About this project.
This is a project that utilizes the browser’s built-in speech synthesis capabilities to give people in your Twitch chat the ability to speak!
During almost all of my streams, I used a utility called Speechchat to read chat messages aloud so that I could focus on the game at hand instead of reading a moving chat box.
Over time, it sort of became a staple of my streams. But I wanted more. I wanted the ability to assign each chatter their own unique voice so that you could easily distinguish which chatter was talking based on the voice that spoke it.

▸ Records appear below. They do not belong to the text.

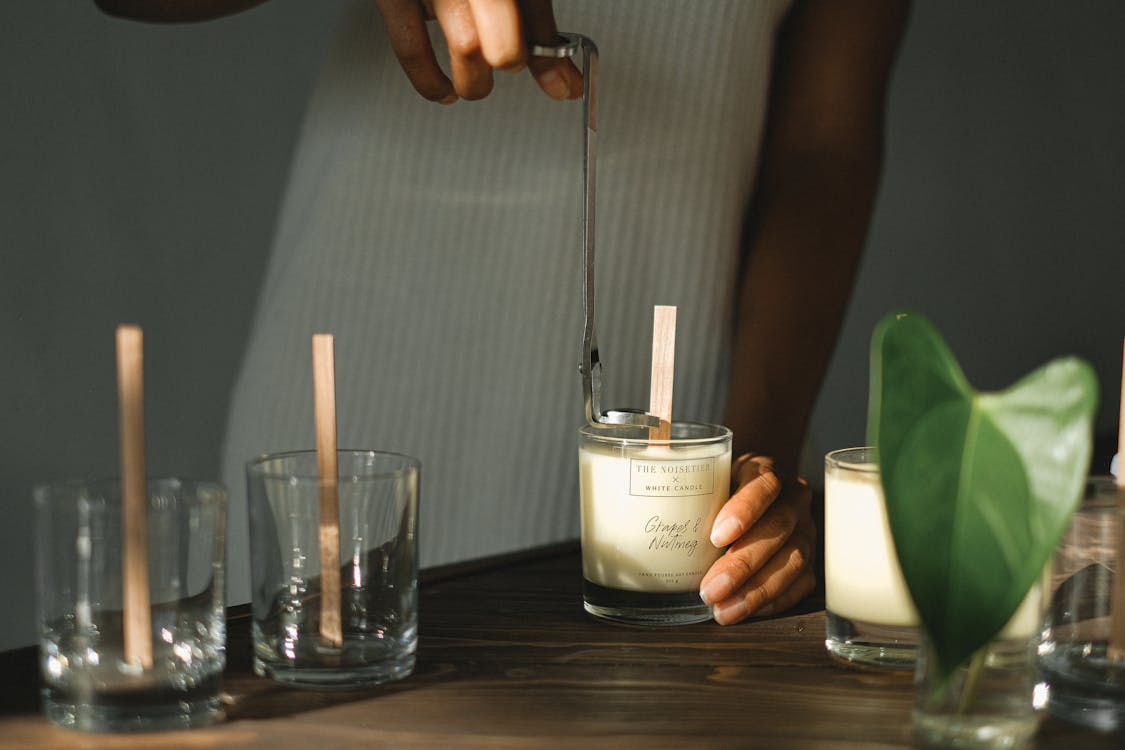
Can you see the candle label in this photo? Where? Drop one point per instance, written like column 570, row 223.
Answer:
column 646, row 517
column 671, row 478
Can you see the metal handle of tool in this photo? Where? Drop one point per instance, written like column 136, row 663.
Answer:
column 591, row 364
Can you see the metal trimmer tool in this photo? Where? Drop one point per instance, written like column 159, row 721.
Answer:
column 591, row 366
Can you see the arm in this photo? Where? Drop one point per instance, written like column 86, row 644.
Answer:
column 807, row 225
column 174, row 10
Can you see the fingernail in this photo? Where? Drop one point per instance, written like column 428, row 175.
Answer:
column 554, row 84
column 726, row 532
column 716, row 588
column 730, row 613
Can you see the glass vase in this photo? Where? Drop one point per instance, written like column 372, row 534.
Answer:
column 993, row 698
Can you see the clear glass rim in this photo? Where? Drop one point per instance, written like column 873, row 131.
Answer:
column 259, row 467
column 847, row 459
column 719, row 434
column 71, row 490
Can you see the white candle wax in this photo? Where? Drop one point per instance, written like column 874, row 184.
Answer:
column 863, row 580
column 647, row 513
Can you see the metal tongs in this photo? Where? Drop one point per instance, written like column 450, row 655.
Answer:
column 591, row 366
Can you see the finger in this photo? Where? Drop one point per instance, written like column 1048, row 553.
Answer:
column 759, row 488
column 405, row 23
column 781, row 571
column 749, row 553
column 791, row 596
column 559, row 79
column 473, row 77
column 501, row 33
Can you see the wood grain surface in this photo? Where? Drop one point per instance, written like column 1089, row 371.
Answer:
column 509, row 659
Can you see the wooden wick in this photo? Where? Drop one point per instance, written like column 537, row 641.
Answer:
column 324, row 391
column 136, row 613
column 664, row 361
column 1116, row 647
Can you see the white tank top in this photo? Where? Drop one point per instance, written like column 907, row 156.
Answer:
column 442, row 247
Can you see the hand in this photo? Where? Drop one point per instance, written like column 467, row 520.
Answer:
column 482, row 35
column 772, row 536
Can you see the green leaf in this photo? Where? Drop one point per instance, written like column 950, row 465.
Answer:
column 979, row 486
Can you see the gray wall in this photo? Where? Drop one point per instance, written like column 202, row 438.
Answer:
column 142, row 169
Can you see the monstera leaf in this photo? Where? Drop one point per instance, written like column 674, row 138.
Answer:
column 979, row 486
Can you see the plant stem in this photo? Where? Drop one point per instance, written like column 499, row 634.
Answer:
column 972, row 679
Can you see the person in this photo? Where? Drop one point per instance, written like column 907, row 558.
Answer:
column 740, row 147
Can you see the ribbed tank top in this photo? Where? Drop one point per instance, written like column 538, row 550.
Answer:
column 442, row 247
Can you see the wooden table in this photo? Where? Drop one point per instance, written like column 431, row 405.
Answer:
column 507, row 659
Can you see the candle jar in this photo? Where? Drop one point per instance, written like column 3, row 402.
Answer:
column 870, row 620
column 647, row 509
column 991, row 701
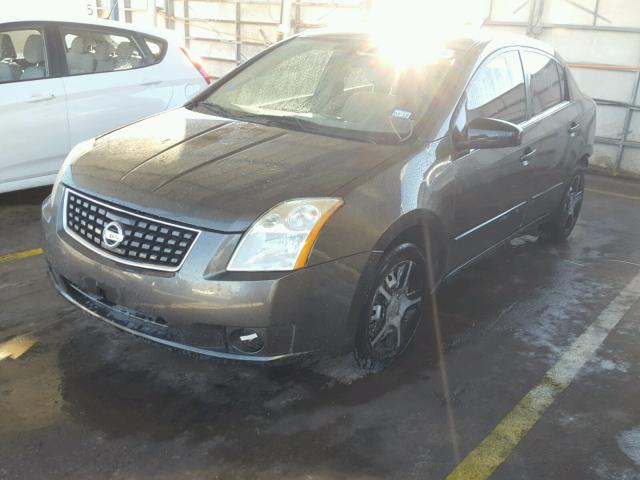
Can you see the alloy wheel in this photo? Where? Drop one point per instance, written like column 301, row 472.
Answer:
column 395, row 309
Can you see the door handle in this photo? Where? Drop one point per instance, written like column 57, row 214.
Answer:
column 40, row 98
column 573, row 128
column 528, row 155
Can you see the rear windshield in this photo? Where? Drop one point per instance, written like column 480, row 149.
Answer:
column 332, row 86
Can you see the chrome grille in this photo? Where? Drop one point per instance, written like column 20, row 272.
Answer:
column 147, row 242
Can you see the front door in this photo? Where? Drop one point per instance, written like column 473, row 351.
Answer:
column 490, row 184
column 110, row 80
column 33, row 115
column 547, row 134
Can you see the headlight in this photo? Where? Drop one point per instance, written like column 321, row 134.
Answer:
column 282, row 238
column 76, row 152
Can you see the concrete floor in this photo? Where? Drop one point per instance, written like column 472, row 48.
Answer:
column 87, row 401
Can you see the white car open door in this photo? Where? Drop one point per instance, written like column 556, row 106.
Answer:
column 33, row 116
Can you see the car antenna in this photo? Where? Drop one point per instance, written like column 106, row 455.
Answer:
column 113, row 7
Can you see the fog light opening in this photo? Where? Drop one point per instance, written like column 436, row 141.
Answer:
column 246, row 340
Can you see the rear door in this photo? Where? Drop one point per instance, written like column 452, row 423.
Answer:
column 490, row 183
column 547, row 134
column 33, row 116
column 111, row 79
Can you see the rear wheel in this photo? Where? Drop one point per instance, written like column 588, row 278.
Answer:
column 566, row 216
column 393, row 307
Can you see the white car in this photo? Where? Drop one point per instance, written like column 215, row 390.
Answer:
column 63, row 82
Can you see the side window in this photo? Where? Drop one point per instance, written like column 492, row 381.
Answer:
column 99, row 51
column 497, row 90
column 22, row 55
column 546, row 85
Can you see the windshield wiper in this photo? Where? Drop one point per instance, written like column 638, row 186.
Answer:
column 217, row 109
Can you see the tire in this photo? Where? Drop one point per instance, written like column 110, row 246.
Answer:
column 393, row 305
column 564, row 219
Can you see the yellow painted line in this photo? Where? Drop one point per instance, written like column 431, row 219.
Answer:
column 481, row 462
column 612, row 194
column 16, row 347
column 12, row 257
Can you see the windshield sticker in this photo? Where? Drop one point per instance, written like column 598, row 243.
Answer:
column 403, row 114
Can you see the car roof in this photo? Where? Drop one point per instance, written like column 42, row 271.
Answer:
column 480, row 42
column 100, row 22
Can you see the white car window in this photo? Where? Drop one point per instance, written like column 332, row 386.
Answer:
column 22, row 55
column 97, row 51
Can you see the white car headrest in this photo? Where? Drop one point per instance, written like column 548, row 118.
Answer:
column 79, row 45
column 125, row 50
column 6, row 47
column 34, row 49
column 103, row 51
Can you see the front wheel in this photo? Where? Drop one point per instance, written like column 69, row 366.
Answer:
column 566, row 216
column 393, row 307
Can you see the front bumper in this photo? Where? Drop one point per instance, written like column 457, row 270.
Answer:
column 201, row 306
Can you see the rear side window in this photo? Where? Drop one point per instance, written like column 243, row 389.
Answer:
column 545, row 81
column 497, row 90
column 155, row 47
column 22, row 55
column 99, row 51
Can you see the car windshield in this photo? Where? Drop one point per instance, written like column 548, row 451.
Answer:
column 331, row 86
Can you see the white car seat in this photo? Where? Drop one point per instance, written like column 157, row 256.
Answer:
column 104, row 61
column 79, row 60
column 125, row 58
column 34, row 54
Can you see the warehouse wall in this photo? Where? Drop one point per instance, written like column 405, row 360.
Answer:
column 599, row 38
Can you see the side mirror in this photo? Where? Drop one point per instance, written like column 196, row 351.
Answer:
column 492, row 133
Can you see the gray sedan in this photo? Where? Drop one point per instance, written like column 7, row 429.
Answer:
column 314, row 198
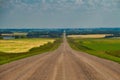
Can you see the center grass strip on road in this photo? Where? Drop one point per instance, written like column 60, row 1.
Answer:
column 8, row 57
column 106, row 54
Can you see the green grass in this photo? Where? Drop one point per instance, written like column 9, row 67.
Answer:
column 104, row 48
column 8, row 57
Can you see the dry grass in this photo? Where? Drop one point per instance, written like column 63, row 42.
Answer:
column 21, row 45
column 90, row 36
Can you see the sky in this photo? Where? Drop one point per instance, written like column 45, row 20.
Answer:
column 59, row 13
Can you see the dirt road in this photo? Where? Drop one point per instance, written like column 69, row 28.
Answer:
column 62, row 64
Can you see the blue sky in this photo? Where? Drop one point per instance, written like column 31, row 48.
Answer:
column 59, row 13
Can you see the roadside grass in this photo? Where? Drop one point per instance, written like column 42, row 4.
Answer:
column 103, row 48
column 8, row 57
column 22, row 45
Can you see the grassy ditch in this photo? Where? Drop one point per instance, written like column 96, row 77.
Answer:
column 103, row 48
column 50, row 46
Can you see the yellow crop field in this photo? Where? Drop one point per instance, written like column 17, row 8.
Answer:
column 21, row 45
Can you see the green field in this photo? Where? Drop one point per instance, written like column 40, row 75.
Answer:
column 22, row 45
column 104, row 48
column 50, row 46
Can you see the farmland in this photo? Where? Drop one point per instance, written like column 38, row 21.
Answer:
column 104, row 48
column 49, row 45
column 22, row 45
column 90, row 36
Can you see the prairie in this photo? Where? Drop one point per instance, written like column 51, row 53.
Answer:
column 90, row 36
column 104, row 48
column 22, row 45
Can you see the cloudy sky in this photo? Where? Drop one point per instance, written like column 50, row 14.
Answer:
column 59, row 13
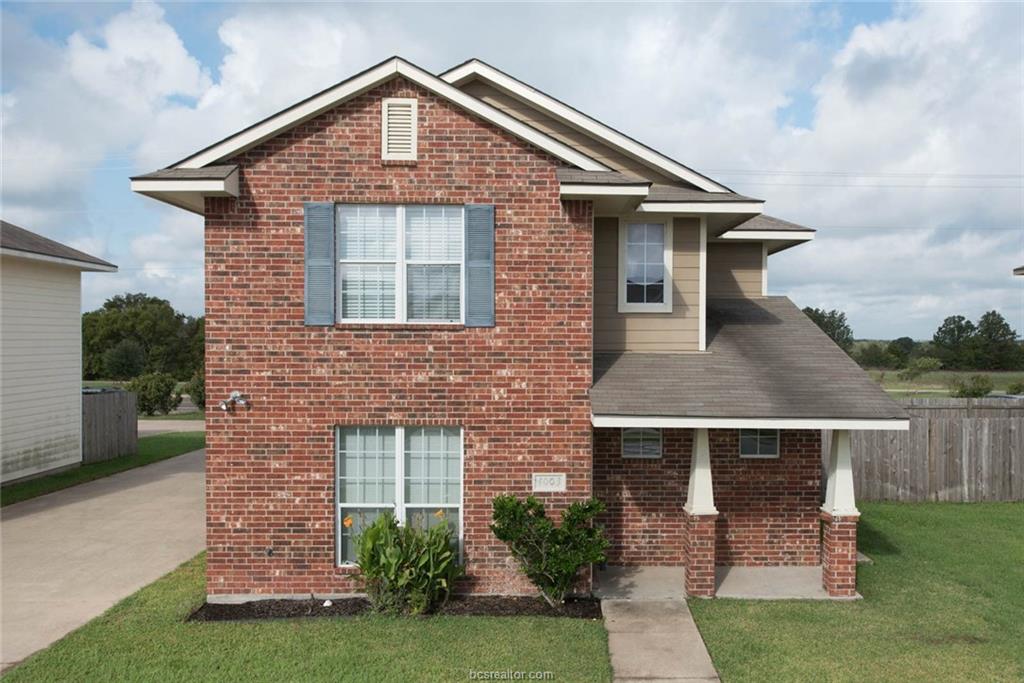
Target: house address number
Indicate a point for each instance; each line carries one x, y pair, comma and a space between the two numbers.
549, 483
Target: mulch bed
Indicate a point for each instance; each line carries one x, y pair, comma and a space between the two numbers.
461, 605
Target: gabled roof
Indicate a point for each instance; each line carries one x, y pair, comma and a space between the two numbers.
320, 102
478, 70
20, 243
767, 365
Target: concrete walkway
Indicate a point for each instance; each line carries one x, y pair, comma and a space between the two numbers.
651, 634
70, 555
150, 427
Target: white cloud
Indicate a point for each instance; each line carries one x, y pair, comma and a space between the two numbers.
929, 97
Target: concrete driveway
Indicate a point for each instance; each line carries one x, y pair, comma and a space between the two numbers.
70, 555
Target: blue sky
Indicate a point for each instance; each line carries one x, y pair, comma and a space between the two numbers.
893, 129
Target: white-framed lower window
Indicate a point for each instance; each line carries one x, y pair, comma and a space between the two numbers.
416, 472
400, 263
645, 265
641, 443
759, 443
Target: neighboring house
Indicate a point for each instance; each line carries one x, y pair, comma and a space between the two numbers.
40, 351
434, 290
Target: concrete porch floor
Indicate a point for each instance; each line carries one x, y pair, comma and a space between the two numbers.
619, 583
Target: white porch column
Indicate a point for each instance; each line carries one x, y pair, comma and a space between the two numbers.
839, 492
699, 497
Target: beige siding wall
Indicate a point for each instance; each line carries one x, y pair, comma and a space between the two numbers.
677, 331
40, 367
734, 269
560, 131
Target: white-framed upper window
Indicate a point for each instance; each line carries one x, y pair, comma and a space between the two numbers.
398, 128
759, 443
416, 472
399, 263
645, 265
641, 443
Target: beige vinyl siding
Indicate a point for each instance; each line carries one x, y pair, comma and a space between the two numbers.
734, 269
677, 331
40, 367
561, 132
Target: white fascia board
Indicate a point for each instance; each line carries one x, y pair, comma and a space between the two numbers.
57, 260
761, 236
583, 190
568, 115
354, 86
752, 208
655, 422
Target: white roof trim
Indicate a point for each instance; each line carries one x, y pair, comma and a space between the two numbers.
57, 260
786, 236
641, 153
753, 208
584, 190
654, 422
363, 82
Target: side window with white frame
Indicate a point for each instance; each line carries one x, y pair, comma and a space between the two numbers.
642, 443
398, 123
416, 472
645, 266
759, 443
400, 263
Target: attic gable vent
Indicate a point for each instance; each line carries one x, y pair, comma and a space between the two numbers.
398, 128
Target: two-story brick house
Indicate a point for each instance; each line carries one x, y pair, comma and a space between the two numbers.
431, 290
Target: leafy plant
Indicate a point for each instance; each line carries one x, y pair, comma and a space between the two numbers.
124, 360
550, 556
407, 569
975, 386
919, 367
155, 393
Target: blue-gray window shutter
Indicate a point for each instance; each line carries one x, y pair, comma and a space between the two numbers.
320, 263
479, 246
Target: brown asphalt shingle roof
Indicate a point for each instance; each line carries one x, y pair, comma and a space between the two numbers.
765, 359
18, 239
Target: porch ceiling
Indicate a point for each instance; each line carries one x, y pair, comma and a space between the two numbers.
766, 365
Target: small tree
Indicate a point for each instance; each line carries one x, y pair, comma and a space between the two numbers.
155, 392
976, 386
124, 360
550, 556
919, 367
834, 324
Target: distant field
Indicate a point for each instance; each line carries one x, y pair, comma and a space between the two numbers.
937, 383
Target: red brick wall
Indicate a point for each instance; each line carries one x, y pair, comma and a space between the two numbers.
518, 389
768, 508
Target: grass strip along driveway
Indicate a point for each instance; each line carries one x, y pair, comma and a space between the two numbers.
151, 450
145, 638
943, 601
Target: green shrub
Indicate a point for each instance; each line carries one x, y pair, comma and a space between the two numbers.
155, 393
919, 367
407, 569
196, 388
124, 360
976, 386
550, 556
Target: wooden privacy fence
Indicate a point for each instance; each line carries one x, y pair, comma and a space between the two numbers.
957, 450
110, 425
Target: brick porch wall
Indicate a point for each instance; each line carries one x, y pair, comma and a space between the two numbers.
768, 509
518, 389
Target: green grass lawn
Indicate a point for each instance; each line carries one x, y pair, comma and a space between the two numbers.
943, 601
151, 450
145, 638
936, 384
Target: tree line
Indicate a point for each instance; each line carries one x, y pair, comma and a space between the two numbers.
989, 344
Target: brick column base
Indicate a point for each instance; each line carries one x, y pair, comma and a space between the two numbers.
839, 555
700, 555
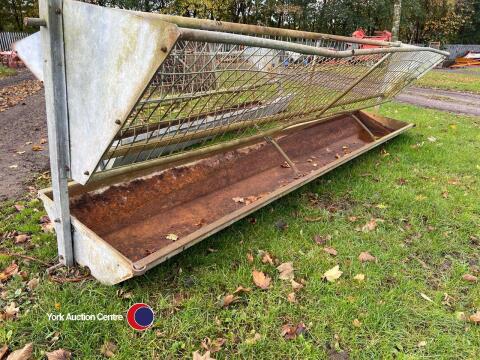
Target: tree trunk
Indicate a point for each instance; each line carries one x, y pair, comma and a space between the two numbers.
397, 13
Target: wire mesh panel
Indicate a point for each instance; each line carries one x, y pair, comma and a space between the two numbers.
208, 93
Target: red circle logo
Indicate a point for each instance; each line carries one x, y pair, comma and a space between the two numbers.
140, 316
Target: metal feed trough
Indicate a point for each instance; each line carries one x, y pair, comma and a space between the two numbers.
173, 128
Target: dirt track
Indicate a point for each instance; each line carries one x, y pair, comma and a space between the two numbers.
22, 127
452, 101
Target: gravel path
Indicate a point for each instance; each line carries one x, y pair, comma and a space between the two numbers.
452, 101
23, 126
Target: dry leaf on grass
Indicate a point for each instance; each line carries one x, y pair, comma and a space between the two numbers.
8, 272
198, 356
359, 277
241, 290
11, 311
267, 258
366, 257
295, 285
212, 346
261, 280
370, 226
60, 354
475, 318
24, 353
172, 237
291, 298
424, 296
356, 323
3, 351
333, 274
286, 271
108, 349
469, 278
330, 250
292, 331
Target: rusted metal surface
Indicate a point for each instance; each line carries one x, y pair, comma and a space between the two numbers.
195, 201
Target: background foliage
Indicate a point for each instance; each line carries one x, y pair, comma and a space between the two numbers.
454, 21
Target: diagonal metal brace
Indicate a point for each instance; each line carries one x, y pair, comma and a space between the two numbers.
364, 127
284, 154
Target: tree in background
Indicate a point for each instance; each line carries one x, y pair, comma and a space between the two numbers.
421, 20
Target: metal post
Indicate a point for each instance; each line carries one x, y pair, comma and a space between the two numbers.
57, 122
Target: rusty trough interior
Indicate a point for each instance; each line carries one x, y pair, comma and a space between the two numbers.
135, 217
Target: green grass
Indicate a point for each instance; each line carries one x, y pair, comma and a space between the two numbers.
5, 71
451, 81
424, 245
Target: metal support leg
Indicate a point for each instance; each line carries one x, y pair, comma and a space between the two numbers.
284, 154
364, 127
57, 121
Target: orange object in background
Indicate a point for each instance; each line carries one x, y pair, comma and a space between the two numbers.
378, 35
471, 58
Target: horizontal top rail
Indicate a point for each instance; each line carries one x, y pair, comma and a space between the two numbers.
223, 26
227, 38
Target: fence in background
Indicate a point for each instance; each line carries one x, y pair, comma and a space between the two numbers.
8, 38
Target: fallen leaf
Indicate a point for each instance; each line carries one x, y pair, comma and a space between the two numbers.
20, 239
366, 257
286, 271
322, 240
241, 290
3, 351
475, 318
212, 346
60, 354
8, 272
227, 300
239, 200
470, 278
108, 349
11, 311
295, 285
281, 225
292, 331
24, 353
330, 250
250, 341
206, 356
370, 226
267, 259
33, 283
426, 297
333, 274
359, 277
356, 323
291, 298
261, 280
172, 237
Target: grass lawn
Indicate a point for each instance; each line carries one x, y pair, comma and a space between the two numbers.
452, 81
422, 188
6, 71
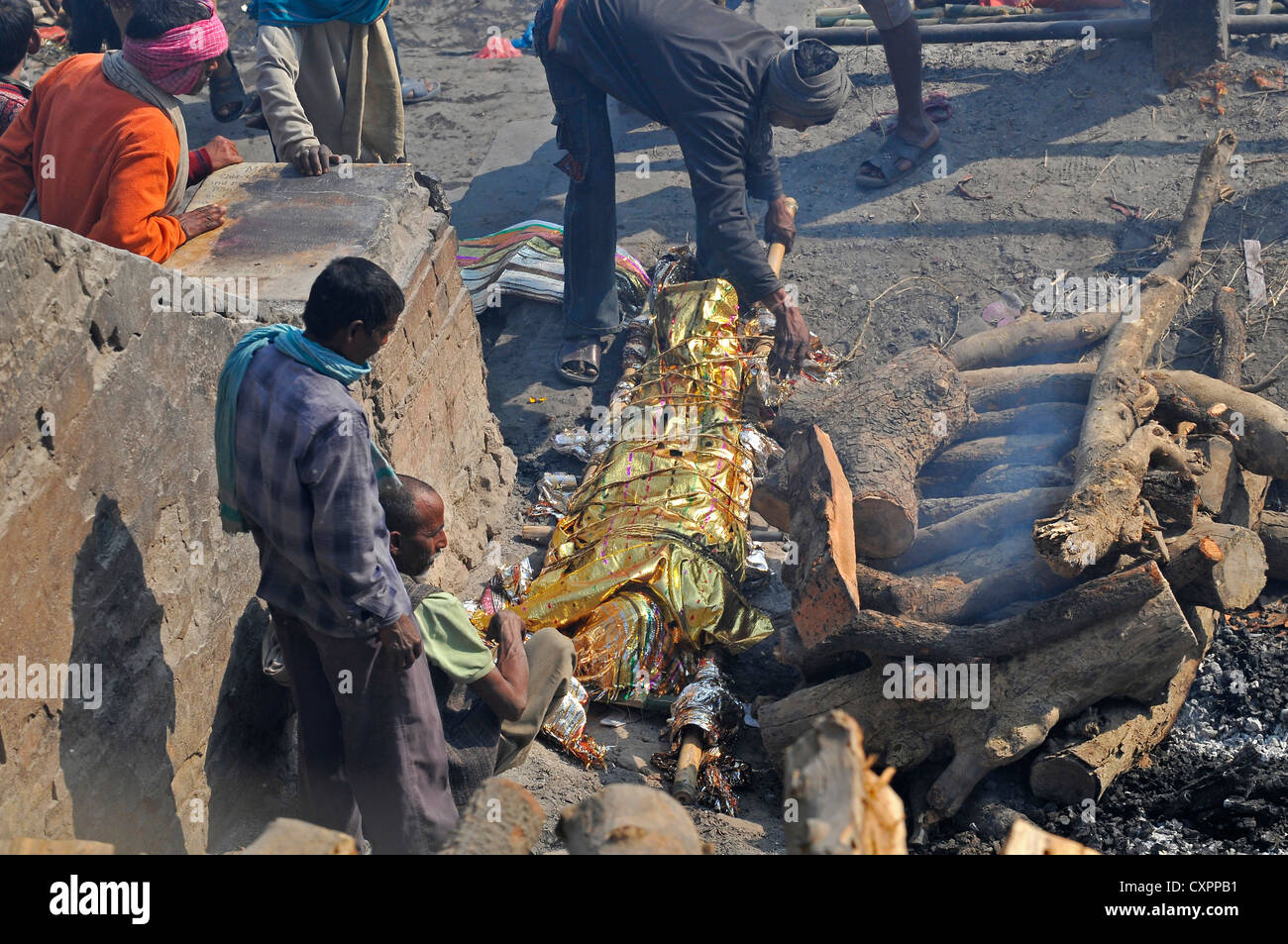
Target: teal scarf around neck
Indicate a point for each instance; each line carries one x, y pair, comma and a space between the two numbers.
291, 342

That’s where Chatvoice comes in.
What makes Chatvoice different?
One of my biggest gripes with Speechchat was that it relied upon storing your data in Google Drive, meaning it was yet another service that you had to trust to handle your data correctly. Additionally, Speechchat had a “digital currency” called stars. You start with 10 stars, and you can easily earn an additional 10 more by just clicking a button. You could use a star to create a keyword filter, meaning that free users could only filter out up to 20 keywords unless they bought more stars, among a couple other things you could use stars on.
Truthfully, I fully understand paywalling some features, and I’m not upset about it. Developers want to be paid for the time they spend working on a project, or on the upkeep costs of hosting it.
But Chatvoice is different. I want the project to remain completely free and add a few features that don’t exist in Speechchat. Notably:
- No login/signup necessary, everything is handled within your browser itself. YOU own your data, and you can export/restore a backup at any point.
- Assigning voices to different chatters to tell who is who.
- Better handling for both big chats and small chats.
It still has some drawbacks.
One of the biggest problems with both Chatvoice and Speechchat, is that they rely entirely on the voices provided by your browser’s Speech Synthesis API.
This means that the number of voices available to use differ depending on what browser you’re using, or what voices are provided directly from your operating system. For example: if you were on Windows using my personal browser of choice, Zen Browser, it doesn’t include any additional voices. So you’re limited to the built-in text-to-speech voices provided by Windows itself. Whereas if you used a browser like Chrome or Edge, they include Google and Microsoft’s respective cloud text-to-speech voices.
And unfortunately, this means that the best browser to use for Chatvoice is actually Microsoft Edge. It includes the most robust set of voices across multiple different languages.